A: Review your monitoring configuration monthly, and update thresholds and alarms based on changing usage patterns and business requirements. Conduct quarterly reviews of dashboard effectiveness and alarm accuracy.

Q: Can I monitor multiple OpenSearch domains with a single dashboard?
A: Yes, you can create a multi-domain dashboard by adding multiple metrics with different domain names. Use CloudWatch's multi-metric widgets to display all domains in a single view.

Q: What's the difference between basic and enhanced monitoring?
A: Basic monitoring provides metrics at 5-minute intervals, while enhanced monitoring provides metrics at 1-minute intervals and includes additional per-instance metrics. Enhanced monitoring incurs additional costs but provides better granularity.

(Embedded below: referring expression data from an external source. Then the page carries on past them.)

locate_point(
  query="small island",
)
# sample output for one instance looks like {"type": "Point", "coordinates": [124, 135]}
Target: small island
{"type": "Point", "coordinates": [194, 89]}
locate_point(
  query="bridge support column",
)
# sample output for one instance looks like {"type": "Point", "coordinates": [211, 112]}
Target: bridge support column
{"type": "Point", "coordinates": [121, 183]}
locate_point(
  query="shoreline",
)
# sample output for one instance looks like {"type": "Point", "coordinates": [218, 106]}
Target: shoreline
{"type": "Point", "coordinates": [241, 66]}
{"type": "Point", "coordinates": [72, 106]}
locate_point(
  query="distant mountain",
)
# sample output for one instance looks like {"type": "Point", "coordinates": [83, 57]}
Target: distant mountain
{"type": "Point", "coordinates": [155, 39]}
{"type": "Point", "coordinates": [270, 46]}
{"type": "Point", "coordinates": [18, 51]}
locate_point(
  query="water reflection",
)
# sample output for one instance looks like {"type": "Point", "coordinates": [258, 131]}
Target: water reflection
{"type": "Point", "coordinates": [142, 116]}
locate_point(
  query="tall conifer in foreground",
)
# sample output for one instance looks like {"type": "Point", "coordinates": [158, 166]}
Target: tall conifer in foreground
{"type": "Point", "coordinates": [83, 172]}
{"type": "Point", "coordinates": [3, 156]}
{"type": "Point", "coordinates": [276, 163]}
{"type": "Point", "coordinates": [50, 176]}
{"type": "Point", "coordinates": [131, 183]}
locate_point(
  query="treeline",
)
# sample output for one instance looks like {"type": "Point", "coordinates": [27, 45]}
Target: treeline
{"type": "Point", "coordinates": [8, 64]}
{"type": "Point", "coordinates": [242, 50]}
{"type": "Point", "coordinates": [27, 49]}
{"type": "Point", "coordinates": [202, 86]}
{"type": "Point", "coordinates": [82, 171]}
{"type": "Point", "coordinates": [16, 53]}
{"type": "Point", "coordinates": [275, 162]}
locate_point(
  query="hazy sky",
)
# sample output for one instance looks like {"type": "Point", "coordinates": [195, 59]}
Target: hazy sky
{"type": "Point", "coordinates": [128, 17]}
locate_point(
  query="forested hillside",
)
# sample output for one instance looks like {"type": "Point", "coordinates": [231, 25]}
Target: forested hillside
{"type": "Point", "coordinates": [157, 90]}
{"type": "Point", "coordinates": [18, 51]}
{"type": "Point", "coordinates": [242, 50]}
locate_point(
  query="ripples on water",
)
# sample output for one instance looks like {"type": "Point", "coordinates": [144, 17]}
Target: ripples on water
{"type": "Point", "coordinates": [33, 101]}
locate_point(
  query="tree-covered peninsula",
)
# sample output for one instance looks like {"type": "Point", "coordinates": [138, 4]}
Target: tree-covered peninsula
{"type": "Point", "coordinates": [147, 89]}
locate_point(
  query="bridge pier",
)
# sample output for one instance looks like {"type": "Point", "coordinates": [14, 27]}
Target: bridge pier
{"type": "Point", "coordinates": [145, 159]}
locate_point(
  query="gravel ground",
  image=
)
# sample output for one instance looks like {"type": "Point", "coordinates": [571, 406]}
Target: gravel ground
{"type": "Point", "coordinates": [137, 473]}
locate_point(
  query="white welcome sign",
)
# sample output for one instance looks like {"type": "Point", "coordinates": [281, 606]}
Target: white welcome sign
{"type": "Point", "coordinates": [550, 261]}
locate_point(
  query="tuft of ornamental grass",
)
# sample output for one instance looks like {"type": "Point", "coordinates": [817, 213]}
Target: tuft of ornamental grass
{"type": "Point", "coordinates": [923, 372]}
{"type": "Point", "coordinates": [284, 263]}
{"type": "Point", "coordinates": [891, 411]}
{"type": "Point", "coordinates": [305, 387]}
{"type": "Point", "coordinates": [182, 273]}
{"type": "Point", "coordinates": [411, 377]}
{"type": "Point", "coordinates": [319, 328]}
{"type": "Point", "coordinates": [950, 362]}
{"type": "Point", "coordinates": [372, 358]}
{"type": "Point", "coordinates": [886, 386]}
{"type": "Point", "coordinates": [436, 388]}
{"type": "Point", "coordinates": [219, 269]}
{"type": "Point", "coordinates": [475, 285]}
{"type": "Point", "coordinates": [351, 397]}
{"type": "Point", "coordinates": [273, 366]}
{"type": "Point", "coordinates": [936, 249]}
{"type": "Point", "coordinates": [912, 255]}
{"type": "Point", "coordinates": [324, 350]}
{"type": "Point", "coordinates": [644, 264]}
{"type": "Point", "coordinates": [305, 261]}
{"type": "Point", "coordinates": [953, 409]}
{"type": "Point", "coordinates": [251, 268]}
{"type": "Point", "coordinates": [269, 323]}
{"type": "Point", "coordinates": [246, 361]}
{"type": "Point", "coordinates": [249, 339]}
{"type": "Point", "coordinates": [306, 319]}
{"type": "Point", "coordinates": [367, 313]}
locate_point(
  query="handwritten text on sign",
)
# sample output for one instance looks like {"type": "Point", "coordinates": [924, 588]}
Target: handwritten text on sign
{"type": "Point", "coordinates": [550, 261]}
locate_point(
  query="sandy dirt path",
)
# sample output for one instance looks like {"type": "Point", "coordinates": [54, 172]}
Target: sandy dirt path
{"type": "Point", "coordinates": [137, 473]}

Q: How do I set up monitoring for OpenSearch Serverless?
A: OpenSearch Serverless uses different metrics and monitoring approaches. Refer to the AWS documentation for serverless-specific monitoring setup, which includes collection-level metrics and different CloudWatch integration patterns.

Q: Can I export CloudWatch metrics to external monitoring tools?
A: Yes, you can use CloudWatch APIs, AWS CLI, or third-party tools to export metrics to external monitoring solutions like Grafana, Prometheus, or Datadog for additional analysis and visualization.